One of the major variations in gene therapy is the choice of a vector. A vector is a carrier that brings the genetic material to the targeted cell. Vectors must conform to certain requirements in order to be effective in gene therapy. For example, they must be small enough to enter tissues and cells, and they must be able to deliver the genetic material to other parts of the body.

Vectors can be viral or non-viral. Viral vectors contain viruses, which are parasitic packages of genetic material encased in protein. Some viruses may be harmless to humans, but many cause infectious diseases, ranging from colds and flu to HIV/AIDS. Viruses used in gene therapy are “gutless,” which means that the harmful material has been removed. Viruses are used because they “infect” the body and are able to replicate whatever genetic material is placed inside them.
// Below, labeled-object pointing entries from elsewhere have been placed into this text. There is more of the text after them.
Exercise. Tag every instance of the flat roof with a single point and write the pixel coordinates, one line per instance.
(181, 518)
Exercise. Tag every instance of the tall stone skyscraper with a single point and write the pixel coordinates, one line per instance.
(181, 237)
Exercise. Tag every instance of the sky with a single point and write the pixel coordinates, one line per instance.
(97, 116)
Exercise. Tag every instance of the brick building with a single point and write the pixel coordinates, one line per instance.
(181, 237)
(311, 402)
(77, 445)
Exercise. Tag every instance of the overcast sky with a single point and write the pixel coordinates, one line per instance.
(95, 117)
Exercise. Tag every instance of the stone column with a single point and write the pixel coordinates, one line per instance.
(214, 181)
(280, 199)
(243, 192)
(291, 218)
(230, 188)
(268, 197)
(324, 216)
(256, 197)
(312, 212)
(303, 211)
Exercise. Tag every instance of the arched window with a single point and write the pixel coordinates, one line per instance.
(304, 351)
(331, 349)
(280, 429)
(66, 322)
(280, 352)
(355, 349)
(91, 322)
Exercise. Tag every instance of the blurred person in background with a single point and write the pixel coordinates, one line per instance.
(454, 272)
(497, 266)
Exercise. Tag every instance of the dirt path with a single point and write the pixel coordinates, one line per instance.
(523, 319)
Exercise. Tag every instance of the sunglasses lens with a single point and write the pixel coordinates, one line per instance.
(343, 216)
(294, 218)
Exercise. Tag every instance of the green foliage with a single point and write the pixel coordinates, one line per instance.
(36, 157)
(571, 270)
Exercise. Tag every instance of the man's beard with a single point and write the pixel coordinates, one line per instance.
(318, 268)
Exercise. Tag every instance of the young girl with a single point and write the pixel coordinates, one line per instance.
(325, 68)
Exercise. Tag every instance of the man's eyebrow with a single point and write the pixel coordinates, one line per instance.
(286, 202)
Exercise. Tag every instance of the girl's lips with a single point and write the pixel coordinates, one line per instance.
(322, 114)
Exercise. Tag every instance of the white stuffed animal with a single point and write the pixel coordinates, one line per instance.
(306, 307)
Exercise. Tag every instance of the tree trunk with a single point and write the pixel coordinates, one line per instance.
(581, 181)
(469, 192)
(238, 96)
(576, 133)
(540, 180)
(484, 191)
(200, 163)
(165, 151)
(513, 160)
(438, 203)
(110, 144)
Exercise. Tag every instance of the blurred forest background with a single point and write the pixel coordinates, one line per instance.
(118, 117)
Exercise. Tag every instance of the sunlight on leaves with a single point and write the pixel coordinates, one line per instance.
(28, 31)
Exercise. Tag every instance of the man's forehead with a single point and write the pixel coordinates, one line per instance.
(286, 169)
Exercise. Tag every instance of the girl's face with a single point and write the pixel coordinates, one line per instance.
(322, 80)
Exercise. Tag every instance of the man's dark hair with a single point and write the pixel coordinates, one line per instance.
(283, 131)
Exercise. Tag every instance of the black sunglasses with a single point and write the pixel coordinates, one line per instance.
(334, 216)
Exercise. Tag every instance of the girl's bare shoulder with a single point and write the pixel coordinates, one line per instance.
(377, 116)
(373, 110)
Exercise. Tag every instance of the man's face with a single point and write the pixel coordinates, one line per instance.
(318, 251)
However, researchers have raised concerns about the safety of viral vectors, so scientists are working to create non-viral vectors. For example, fats (lipids) are being tested for potential effectiveness as a vector. There are numerous types of lipids available. Liposomes are synthetic fatty shells created to carry genetic material or medicine. They are not infectious but are small and unstable, which currently limits research potential. Additionally, lipoplexes are made of a liposome and DNA. They are larger and can carry more genetic material than a liposome. Scientists are also researching the use of proteins, transposons (segments of DNA that can transfer genetic material), plasmids (DNA molecules derived from bacteria) and ultrathin polymer films as nonviral vectors.

Another variation in gene therapy involves the way in which gene therapy is delivered. In some cases, treatment is in vivo (within the body). During in vivo treatment, the modified genes are introduced directly inside the body. Conversely, ex vivo treatment (outside the body) involves genetic cells being extracted from the body, modified in a laboratory and then re-introduced to the body. Both types have advantages and disadvantages: In vivo is an easier technological method, but ex vivo offers more control over undesirable factors that may develop before the gene is introduced into a person.